非心臓手術後の潜在性脳梗塞と術後認知機能低下:65歳以上の高齢者で14人に1人が発症
【背景】
脳卒中症状がない潜在性脳梗塞は、非手術患者では顕性脳卒中より多く、認知機能低下と関連します。非心臓手術後の顕性脳卒中は1%未満ですが、潜在性脳梗塞については不明でした。本研究は、非心臓手術後の潜在性脳梗塞と1年後の認知機能低下との関連を調査しました。
【結果】
65歳以上の非心臓手術患者1114人のうち、7%(95% CI 6-9)にあたる78人に術後潜在性脳梗塞が認められました。1年後の認知機能低下は、潜在性脳梗塞があった患者の42%に対し、なかった患者では29%でした(調整オッズ比1.98、95% CI 1.22-3.20、絶対リスク増加13%、p=0.0055)。
【臨床へのインパクト】
非心臓手術を受けた65歳以上の高齢患者の約14人に1人が術後潜在性脳梗塞を発症し、これが1年後の認知機能低下のリスクを約2倍に高めることが示されました。
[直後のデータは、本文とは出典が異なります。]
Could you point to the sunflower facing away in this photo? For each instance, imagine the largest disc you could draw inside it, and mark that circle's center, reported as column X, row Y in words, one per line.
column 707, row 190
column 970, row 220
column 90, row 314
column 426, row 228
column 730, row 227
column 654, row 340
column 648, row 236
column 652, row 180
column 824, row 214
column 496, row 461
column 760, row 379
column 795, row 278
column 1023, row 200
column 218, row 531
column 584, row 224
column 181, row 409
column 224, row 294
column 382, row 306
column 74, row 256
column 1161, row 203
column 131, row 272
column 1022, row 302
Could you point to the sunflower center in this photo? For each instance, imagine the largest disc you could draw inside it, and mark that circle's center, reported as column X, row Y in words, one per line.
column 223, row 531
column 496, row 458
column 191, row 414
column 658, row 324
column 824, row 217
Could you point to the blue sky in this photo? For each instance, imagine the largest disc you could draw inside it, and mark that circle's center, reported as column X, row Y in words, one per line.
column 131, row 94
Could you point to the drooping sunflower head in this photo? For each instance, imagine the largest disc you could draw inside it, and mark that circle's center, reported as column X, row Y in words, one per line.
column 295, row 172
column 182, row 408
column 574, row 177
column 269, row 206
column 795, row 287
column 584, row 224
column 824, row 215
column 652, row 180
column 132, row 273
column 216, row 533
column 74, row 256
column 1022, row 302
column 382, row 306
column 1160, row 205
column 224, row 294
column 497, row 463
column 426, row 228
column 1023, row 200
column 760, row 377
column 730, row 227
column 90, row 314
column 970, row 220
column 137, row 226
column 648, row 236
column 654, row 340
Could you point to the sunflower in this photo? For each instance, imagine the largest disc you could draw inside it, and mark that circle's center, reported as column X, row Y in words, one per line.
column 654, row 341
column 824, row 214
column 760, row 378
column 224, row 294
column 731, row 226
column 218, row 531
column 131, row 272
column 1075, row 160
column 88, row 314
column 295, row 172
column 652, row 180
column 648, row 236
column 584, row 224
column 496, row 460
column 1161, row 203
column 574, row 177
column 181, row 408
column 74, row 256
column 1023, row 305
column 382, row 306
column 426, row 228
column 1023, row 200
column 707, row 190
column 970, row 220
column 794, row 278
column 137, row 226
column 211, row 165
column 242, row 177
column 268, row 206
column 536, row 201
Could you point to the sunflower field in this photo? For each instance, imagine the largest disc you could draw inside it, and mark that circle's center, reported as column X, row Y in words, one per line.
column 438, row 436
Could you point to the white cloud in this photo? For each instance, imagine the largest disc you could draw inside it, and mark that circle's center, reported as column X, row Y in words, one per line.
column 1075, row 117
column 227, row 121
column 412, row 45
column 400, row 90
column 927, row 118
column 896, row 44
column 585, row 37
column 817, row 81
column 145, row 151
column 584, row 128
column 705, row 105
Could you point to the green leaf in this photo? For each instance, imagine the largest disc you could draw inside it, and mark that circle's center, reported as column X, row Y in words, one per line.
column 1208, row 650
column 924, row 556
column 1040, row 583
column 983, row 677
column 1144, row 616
この結果は、術後の認知機能低下の新たなリスク因子として潜在性脳梗塞の存在を認識し、術前後のスクリーニングや予防、管理戦略の確立が今後の臨床課題となる可能性を示唆します。
本記事は AI(Gemini)が PubMed 上の英語 Abstract を要約したものです。臨床判断には必ず原著をご確認ください。